This is one of those moments when I think that I didn’t begin to get a real education until after the age of 50, when I finally settled for me as a teacher.
Me said, “It’s not too late to learn how to think.” I answered, “Ok, Me. Let’s get started.”
Joan was kind enough to make some of Joe Wood’s books available, and there was one I accepted with particular seriousness—“The Conduct of Life,” a collection of essays by Ralph Waldo Emerson.
Perhaps true book-larnin’ doesn’t take place until one can center on an idea or theme after confronting it from multiple directions.
A good start, but there’s little chance a revelation will be internalized until put into actual practice.

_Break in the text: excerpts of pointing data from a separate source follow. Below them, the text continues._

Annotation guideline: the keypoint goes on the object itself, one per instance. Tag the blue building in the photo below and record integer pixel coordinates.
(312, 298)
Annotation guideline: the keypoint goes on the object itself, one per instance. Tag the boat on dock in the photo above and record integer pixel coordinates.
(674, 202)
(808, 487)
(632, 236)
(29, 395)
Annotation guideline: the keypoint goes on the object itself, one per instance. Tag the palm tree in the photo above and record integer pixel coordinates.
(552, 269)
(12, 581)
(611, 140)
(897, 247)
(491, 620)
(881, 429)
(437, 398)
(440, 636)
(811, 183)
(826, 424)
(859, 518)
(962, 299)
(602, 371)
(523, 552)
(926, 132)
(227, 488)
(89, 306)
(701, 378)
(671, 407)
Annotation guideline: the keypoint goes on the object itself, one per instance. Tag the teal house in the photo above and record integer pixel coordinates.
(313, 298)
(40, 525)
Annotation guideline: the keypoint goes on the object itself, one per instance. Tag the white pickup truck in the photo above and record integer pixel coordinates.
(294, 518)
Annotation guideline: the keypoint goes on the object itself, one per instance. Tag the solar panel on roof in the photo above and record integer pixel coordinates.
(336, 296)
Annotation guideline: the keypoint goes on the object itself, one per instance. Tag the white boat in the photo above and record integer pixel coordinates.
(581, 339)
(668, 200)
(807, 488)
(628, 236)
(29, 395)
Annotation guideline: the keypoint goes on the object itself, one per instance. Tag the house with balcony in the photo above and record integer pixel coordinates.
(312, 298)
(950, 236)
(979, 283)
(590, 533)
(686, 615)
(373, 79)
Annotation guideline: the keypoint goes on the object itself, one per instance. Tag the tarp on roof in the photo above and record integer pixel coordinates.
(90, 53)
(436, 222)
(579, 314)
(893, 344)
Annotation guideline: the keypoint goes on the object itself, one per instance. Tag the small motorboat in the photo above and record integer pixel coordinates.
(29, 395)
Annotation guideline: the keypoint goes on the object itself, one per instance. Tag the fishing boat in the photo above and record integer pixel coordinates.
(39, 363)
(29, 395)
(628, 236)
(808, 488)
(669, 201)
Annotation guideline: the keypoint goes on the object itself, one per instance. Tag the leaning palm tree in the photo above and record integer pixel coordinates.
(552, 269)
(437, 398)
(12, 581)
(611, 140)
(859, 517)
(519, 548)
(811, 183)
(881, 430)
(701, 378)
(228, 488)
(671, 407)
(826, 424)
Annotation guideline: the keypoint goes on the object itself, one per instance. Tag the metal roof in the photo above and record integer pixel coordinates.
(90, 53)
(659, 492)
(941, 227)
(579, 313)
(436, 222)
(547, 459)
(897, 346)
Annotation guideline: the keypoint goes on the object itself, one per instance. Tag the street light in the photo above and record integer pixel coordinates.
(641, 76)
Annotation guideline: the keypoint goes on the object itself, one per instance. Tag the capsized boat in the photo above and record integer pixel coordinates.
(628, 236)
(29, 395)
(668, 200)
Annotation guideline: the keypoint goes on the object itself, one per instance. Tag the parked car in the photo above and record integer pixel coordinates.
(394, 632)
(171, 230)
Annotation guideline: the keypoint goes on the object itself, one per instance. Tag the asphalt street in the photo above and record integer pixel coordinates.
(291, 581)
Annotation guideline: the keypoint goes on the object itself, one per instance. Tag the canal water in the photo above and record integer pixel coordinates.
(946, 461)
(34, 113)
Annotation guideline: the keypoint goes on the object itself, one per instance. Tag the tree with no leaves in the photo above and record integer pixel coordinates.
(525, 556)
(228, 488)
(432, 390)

Here is something I just read from the essay called “Power”—
When Michel Angelo was forced to paint the Sistine Chapel in fresco, of which art he knew nothing, he went down into the Pope’s gardens behind the Vatican, and with a shovel dug out ochres, red and yellow, mixed them with glue and water with his own hands, and having, after many trials, at last suited himself, climbed his ladders, and painted away, week after week, month after month, the sibyls and prophets. He surpassed his successors in rough vigor, as much as in purity of intellect and refinement. He was not crushed by his one picture left unfinished at last. Michel was wont to draw his figures first in skeleton, then to clothe them with flesh, and lastly to drape them. “Ah!” said a brave painter to me, thinking on these things, “if a man has failed, you will find he has dreamed instead of working. There is no way to success in our art, but to take off your coat, grind paint, and work like a digger on the railroad, all day and every day.”